Have also delved into one of the references in Seb’s paper, in particular the blog post about the Guggenheim collection project.

This is also a really useful paper with research findings, yet I still have the same issues:
* Analysing log data, while useful, is only one measure. I’m wondering about the user’s motivations and experiences - why did they choose to tag? What do they get from it? How often do they tag?
* The analysis reported in this paper takes the meaning, purpose and learning out of the equation. In one sense it is analogous to just doing a tracking study of an exhibition without seeking to understanding why visitors behaved a certain way and what the outcomes for them were. I think these methods are only telling us half the story, and are ripe areas for further research perhaps??

Anonymous said...

Sister, at the end of the Guggenheim paper, the author outlines areas for further research, including user behaviour and motivations, as well as information-seeking processes. She suggests focus groups, interviews, observations or surveys as potential methodologies.
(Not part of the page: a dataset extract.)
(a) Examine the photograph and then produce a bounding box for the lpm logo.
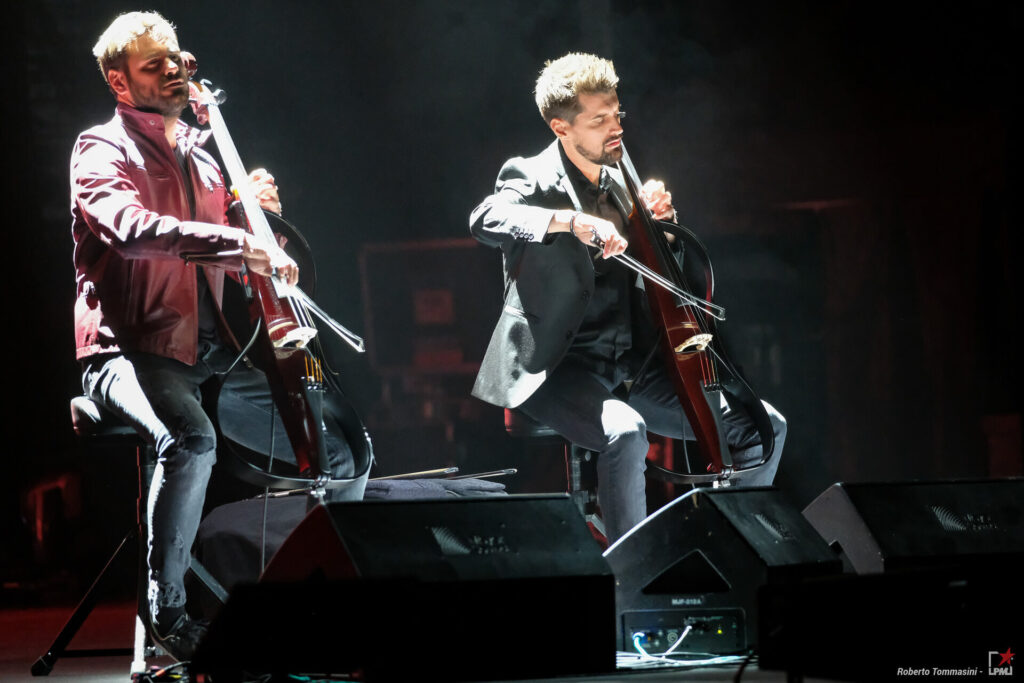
[988,647,1016,676]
There seems to be a need here for someone (you perhaps?) to conduct this type of research with a range of communities of interest.

A conclusion worth noting is "If museums wish to broaden their audiences, from a narrow group of scholars to the general public, supporting searches in a more approachable manner ... might be more fruitful." (p.39)

Anonymous said...

Thanks Father, I hadn't actually got to the end of the paper when I first posted, so this is useful. I will consider these ideas further...

Anonymous said...

Sister, I'm beginning to wonder whether the current focus on user-tagging is analagous to the early discussions of Web 1.0. Is it possible that in the very near future, perhaps through a formal investigation of audio and video tagging, that the conversation may move to taxonomies of experience?
Perhaps a moment of reflection on our upcoming day of celebration?

Anonymous said...

"Taxonomies of experience" - I like it! Maybe it is analogous to Web 1.0, I was still a novitiate when that was all going on.

I think we are the very beginning of something here, and an area ripe for investigation, both at the Holy Day of Celebration and on into the future...

Jonathan Cooper said...

"The way we are tagging, even user-tags, seem to me to still be based in current curatorial practices, and I think ... that the definition of a tag needs to be widened."
I agree. I believe there are ways other than verbally and analytically that people can engage with objects.